Dr. Pedro Miramón Martínez
I earned my Bachelor’s and Master’s degrees in Chemistry, Bacteriology and Parasitology at the Instituto Politécnico Nacional in Mexico City. After that, I was a Ph.D. student with Dr. Bernhard Hube at the Hans-Knoell-Institute and Friedrich Schiller University in Jena, Germany. I moved to UT in February, 2014, where I have continued to pursue my interest in the biology of fungal infections with a focus on the interaction of Candida species with phagocytic cells.
I am originally from Rio Rancho, NM, and earned a B.S. in Biology from New Mexico State University in 2012. My interest in research was encouraged by opportunities at NMSU as part of the BRAiN Research Program. Through this program I was able to experience a wide range of research disciplines before deciding to attend The University of Texas Health Sciences Center and join the Microbiology and Molecular Genetics program. My interests in Molecular Mycology and Infectious Disease lead me to the Lorenz Lab in May 2014. Since joining, I have been working on broadly understanding the molecular mechanisms required for C. albicans survival upon macrophage phagocytosis. I have shown that N-acetylglucosamine is a host-relevant carbon source that induces pH neutralization in a manner that is genetically independent from amino acids. Additionally, I am investigating several uncharacterized genes that are upregulated upon phagocytosis by primary murine macrophages.

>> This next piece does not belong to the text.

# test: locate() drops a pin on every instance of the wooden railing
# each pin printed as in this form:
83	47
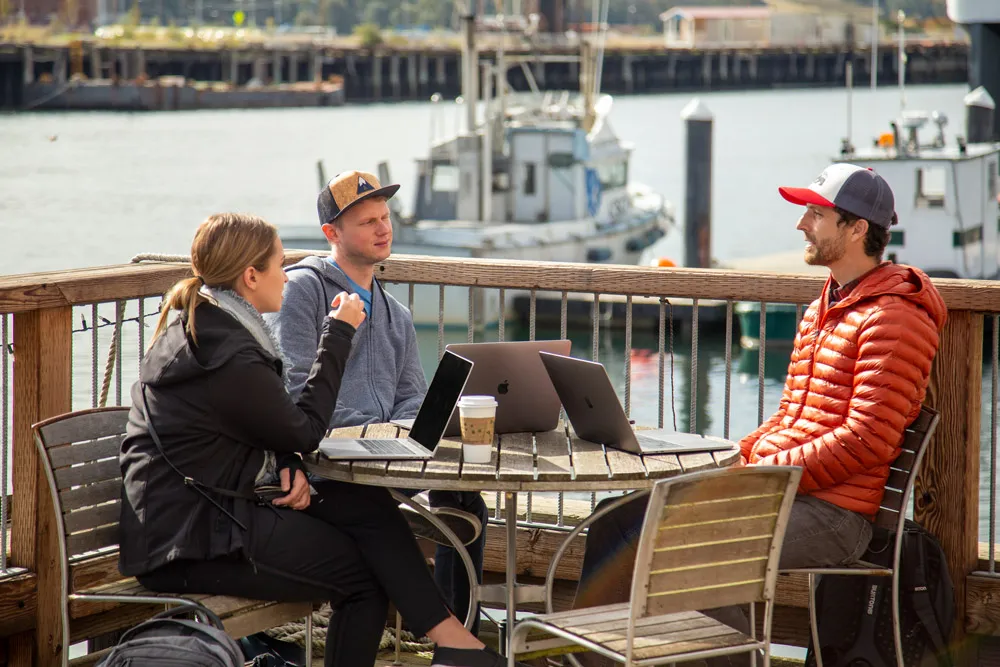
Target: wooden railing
946	499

I’m originally from Huntsville, Alabama, but moved to Houston after receiving a B.S. in Microbiology from Auburn University in 2015. I have always been fascinated by microbes and infectious diseases, but the research opportunities in the area were limited. Moving from a small town to the world’s largest medical center to pursue a PhD in the Lorenz Lab was an easy decision.

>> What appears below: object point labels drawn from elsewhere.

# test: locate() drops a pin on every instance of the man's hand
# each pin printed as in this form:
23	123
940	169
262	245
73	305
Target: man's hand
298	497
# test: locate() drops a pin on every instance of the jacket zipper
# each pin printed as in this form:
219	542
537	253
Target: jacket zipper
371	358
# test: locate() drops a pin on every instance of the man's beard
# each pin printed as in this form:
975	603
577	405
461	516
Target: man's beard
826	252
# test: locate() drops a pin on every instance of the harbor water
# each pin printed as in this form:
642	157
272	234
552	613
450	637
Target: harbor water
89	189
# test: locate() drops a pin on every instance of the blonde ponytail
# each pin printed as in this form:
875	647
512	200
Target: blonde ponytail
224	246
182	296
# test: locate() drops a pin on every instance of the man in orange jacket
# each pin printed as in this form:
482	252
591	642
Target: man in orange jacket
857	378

My current focus in the lab is to understand the adaptations that C. albicans undergoes to survive within macrophages. Our transcriptomic data suggests that utilization of carboxylic acids (lactate, pyruvate, etc.) is important for C. albicans interactions with macrophages, but this pathway is understudied. I hope to elucidate the mechanism by which carboxylic acid utilization confers fitness advantages.